Some research suggests that eating disorders are in fact in and of themselves a form of drug dependency and addiction. Since their characteristics satisfy all of the clinical and biological criterion for conventional addictions such as alcoholism and smoking. The progressively compulsive nature of the behaviors even in when facing dire consequences to health and risks to safety. (Heyman, 1996; Robinson and Berridge, 1993) Individuals require a progressive use to produce the same reinforcing effect. (Berridge and Robinson, 1995) Cravings can increase even after long periods of abstinence it seems that substance users have a string tendency to resume addictive behaviors even after getting treatment, and for chronic relapsing. (Robinson and Berridge, 1993) These characteristics find direct parallels with core eating-disorder behaviors such as binge eating, over exercising, and dieting. All of them become progressively excessive with time. Clients tend to have a strong compulsion to follow through with these types of behaviors no matter the risks to health and serious medical complications. This is shown in the prolonged morbidity and the relapse rate. (Herzog et al, 1999; Strober er al, 1999)
Characteristics common to both SUDs and EDs
3 Individuals with substance abuse disorders and/or eating disorders display similar characteristics. These include:
• A preoccupation with the behavior — drinking alcohol, using drugs, eating too much or not eating at all, purging, and other unhealthy eating behaviors.
• Secrecy, rituals, engaging in compulsive behaviors.
• Substance abuse and eating disorders may produce mood-altering effects in the individual.
• Substance abuse and eating disorders require intensive, professional treatment.
• Both SUDs and EDs are chronic diseases/disorders with high rates of relapse.
• Substance abuse disorders and eating disorders may be life-threatening.
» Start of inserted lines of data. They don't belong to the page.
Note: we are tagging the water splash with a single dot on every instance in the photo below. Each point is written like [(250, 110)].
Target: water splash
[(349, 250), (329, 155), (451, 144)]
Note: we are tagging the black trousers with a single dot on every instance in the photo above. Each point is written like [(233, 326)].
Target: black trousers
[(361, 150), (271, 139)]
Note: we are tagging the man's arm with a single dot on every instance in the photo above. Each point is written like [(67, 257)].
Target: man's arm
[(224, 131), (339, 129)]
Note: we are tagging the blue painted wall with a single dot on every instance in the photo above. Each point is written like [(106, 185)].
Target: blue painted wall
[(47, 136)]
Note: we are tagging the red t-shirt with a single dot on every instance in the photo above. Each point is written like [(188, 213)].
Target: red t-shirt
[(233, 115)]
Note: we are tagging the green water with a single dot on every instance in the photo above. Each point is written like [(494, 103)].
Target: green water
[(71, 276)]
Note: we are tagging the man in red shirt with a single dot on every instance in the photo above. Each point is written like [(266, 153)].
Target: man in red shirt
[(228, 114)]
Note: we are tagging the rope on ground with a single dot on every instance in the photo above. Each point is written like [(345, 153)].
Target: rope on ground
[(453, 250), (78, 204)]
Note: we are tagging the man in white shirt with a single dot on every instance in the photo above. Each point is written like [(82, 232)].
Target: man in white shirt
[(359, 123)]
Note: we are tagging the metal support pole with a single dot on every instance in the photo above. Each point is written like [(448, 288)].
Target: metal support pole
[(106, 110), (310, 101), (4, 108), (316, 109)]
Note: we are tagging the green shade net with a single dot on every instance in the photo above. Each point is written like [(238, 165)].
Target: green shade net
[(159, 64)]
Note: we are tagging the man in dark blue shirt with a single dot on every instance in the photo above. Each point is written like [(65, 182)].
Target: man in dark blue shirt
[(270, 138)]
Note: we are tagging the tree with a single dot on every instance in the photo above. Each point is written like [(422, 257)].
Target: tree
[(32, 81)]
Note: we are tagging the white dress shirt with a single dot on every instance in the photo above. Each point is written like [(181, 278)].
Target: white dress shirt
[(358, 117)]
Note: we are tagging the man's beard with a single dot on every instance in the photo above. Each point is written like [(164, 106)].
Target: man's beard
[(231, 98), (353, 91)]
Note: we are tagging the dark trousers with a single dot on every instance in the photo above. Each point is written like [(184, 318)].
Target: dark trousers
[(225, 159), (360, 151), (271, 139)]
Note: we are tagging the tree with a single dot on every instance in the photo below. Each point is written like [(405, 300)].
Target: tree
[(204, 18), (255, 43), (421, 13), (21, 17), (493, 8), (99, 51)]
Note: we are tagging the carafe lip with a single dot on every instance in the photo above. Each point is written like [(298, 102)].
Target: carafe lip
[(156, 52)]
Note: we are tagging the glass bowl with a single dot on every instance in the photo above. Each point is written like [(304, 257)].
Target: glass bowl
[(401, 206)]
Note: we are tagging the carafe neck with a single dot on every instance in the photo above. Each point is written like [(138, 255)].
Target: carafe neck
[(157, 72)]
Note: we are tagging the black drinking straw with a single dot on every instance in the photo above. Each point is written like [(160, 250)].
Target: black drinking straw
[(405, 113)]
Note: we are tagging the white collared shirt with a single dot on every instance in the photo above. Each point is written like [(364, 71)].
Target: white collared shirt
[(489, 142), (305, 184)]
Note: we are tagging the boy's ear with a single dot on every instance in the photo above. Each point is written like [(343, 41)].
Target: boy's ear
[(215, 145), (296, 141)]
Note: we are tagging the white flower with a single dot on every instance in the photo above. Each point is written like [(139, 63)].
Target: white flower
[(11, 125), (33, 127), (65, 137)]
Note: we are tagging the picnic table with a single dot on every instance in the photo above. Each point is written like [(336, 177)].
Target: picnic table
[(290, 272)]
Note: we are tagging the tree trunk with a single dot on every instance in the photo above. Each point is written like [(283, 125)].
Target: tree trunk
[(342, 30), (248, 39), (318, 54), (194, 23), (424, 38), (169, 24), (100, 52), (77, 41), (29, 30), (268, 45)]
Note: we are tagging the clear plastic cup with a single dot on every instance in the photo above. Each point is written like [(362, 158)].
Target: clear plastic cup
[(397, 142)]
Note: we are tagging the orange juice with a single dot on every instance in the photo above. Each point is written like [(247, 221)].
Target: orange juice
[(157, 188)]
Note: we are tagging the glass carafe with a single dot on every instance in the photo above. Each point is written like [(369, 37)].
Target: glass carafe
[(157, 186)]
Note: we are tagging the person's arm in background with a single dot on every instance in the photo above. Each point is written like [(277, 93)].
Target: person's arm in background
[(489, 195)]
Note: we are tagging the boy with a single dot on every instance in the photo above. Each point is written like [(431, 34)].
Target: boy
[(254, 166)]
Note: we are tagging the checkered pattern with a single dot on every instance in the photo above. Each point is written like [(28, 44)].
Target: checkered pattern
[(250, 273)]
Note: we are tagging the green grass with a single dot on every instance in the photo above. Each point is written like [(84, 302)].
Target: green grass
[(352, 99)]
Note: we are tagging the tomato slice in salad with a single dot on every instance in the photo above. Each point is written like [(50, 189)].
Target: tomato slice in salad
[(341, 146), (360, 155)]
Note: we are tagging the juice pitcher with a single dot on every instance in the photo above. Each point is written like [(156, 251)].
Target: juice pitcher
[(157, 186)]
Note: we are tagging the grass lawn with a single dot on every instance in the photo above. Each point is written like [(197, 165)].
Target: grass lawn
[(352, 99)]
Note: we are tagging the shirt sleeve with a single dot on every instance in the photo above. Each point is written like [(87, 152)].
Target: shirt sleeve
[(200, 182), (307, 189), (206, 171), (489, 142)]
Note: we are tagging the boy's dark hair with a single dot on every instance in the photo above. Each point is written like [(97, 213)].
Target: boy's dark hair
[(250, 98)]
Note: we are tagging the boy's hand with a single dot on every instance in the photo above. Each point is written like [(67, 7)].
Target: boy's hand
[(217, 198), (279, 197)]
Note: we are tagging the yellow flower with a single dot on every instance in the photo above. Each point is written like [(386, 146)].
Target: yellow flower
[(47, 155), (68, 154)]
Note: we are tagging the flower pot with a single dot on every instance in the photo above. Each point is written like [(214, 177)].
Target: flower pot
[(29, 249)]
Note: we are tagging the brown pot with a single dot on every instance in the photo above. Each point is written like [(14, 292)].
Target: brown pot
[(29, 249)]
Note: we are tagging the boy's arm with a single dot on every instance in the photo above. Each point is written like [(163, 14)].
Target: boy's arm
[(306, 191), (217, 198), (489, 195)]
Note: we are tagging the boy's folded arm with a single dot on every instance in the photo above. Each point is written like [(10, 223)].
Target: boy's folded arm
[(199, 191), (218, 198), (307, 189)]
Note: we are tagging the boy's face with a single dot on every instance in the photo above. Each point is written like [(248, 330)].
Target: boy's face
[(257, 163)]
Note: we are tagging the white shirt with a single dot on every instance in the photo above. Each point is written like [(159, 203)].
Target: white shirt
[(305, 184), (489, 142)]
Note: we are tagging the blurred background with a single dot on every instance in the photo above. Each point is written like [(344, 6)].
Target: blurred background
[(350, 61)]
Treatment for eating disorders and substance abuse disorders starts with the screening process. Today it’s common practice at treatment facilities to screen for co-occurring disorders. Research has shown that it’s best to treat multiple disorders at the same time. Armed with the knowledge today, that eating disorders and substance abuse disorders share many of the same characteristics, and risk factors, treatment professionals are carving out case specific treatment plans tailored for the individual to work on both problems simultaneously. Residential treatment programs seem the most effective because of the complexities involved.
While there is no cookie-cutter treatment for these complex individuals, treatment programs are in a much stronger position to provide the help, hope, and care needed to save and change lives moving forward. Is there a connection between eating disorders and opiate addiction; I believe the answer is clear!